欧州委員会は、EU加盟国と協力し、必需品の国境を越えた流通を確保しています。同委員会は、この公衆衛生の緊急事態は「連帯と欧州全体で調整された解決策によってのみ効果的に管理できる」と強調しました。
ブリュッセルで発表された声明では、欧州委員会は新型コロナウイルスCovid-19の感染拡大の影響に対処するための戦略を示しています。370億ユーロの投資パッケージの発表に加え、COVID-19による経済的損害を抑えるためにEU加盟国自身が取れる措置のリストを提示し、さらに供給の安全保障にも焦点を当てています。これは単に(産業用)原材料の輸送だけでなく、特に食品に関連するものです。
多くのEU加盟国はすでに「国境を閉鎖」しており、場合によっては輸送セクターも影響を受けました。しかし現在、EU加盟国は、これらの「閉鎖された国境」は人の移動にのみ適用され、貨物輸送には適用されないことで合意しています。委員会は加盟国と協力して必需品の国境を越えた流通を確保していると声明は強調しました。

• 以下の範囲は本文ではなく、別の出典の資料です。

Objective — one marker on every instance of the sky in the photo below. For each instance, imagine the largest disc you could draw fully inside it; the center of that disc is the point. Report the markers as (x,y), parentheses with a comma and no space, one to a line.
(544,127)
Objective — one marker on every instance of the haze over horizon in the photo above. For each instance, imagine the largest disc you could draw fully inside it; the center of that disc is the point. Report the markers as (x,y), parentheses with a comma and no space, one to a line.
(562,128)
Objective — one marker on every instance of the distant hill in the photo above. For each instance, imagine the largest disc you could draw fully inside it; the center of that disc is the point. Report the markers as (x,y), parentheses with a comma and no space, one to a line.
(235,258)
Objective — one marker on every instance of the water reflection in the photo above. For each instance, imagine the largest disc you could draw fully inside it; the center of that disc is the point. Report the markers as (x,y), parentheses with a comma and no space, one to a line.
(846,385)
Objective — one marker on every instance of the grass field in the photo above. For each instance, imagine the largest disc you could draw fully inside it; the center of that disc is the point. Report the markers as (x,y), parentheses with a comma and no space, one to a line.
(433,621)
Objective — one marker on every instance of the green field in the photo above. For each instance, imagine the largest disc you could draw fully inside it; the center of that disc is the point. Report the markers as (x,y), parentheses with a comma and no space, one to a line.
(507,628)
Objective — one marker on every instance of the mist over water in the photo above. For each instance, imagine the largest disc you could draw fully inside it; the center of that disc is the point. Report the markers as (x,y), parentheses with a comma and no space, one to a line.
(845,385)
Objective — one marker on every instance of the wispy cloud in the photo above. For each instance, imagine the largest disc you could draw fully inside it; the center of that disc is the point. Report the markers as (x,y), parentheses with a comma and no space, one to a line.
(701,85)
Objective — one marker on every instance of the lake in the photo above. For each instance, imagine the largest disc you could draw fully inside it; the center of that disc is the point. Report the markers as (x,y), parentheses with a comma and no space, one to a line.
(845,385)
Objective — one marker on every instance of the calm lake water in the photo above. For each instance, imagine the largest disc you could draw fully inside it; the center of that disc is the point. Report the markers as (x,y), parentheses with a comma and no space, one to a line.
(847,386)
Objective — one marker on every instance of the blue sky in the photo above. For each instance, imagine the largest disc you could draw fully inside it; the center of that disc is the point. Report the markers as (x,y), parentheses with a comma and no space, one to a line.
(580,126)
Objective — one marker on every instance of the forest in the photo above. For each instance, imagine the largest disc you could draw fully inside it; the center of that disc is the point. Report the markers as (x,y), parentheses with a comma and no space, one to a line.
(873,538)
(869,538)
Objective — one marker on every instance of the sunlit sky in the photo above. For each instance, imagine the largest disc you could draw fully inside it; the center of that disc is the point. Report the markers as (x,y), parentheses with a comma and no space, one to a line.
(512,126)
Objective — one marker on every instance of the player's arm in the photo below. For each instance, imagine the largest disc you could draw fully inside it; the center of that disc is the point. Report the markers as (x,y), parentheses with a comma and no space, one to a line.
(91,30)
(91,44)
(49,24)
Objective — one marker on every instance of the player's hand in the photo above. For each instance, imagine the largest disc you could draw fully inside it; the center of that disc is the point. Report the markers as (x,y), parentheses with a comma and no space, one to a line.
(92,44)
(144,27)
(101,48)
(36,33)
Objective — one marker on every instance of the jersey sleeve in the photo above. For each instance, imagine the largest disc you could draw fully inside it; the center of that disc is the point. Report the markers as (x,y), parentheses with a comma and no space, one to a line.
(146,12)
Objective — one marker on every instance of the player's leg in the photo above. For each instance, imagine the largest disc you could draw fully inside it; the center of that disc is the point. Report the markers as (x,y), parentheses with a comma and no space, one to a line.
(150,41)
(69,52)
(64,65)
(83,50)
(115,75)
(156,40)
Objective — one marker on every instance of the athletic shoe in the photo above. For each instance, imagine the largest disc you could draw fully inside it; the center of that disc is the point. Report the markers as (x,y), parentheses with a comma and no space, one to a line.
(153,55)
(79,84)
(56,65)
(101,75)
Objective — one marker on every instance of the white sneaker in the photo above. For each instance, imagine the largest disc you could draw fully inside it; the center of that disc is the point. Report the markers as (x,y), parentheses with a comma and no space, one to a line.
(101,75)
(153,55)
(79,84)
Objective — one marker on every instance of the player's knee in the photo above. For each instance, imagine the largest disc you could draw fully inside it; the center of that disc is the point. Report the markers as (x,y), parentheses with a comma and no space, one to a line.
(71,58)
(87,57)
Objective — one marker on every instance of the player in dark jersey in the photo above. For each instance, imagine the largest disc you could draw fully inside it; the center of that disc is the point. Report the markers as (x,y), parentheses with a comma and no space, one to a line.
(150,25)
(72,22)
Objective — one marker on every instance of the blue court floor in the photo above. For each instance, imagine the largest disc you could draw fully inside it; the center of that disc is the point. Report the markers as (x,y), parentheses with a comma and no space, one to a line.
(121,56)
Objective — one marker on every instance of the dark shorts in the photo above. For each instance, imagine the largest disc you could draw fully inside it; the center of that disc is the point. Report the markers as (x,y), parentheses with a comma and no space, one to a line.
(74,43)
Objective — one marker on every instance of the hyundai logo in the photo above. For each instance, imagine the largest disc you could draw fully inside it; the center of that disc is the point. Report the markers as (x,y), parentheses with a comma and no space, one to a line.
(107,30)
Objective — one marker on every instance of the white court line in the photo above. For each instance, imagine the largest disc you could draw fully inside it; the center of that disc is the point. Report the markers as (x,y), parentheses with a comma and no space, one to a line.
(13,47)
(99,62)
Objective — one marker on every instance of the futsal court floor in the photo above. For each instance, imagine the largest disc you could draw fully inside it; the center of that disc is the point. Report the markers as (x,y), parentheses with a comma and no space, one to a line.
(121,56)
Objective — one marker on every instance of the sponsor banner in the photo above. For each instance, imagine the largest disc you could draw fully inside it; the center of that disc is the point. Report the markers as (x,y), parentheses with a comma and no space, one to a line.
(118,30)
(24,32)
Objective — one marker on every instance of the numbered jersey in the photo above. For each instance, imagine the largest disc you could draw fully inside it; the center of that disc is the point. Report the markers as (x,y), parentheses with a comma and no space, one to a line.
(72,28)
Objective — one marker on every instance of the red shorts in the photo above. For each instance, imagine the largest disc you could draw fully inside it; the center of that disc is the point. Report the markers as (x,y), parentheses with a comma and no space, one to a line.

欧州委員会はまた、加盟国に対し、「医療用保護具や医薬品の生産、供給、入手可能性、合理的な使用を協力して確保し、単独行動で必需の医療品の自由な移動を制限する措置を取るのではなく、開かれた透明性のある方法で対応する」よう呼びかけました。さらにこうした物資のために、CEマークがない保護具に関する推奨を含む、迅速な共同入札手続も開始されています。
COVID-19の感染拡大は、欧州の輸送システムに大きな影響を及ぼしました。欧州のサプライチェーンは密接に連結しており、陸海空の広範な貨物サービスネットワークに支えられています。EUは現時点でトラック運転手の運転・休憩時間規則を一時的に撤廃し、いくつかの国では貨物輸送の「週末禁止令」も解除されています。
特に国際的および欧州の航空セクターが打撃を受けています。先週、委員会は航空会社を一時的に「使わなければ失う」ルールから解放するための対象的な法案を策定しました。このルールは、航空会社が一定期間内に空港の発着枠(スロット)の少なくとも80%を実際に使用しなければ翌年の権利を失うというものです。
本日、EUの財務大臣が経済見通しについて電話会議を行います。経済学者らは、今年の予測されていた1.5%の成長が約1%のマイナス成長に転じるとすでに計算しています。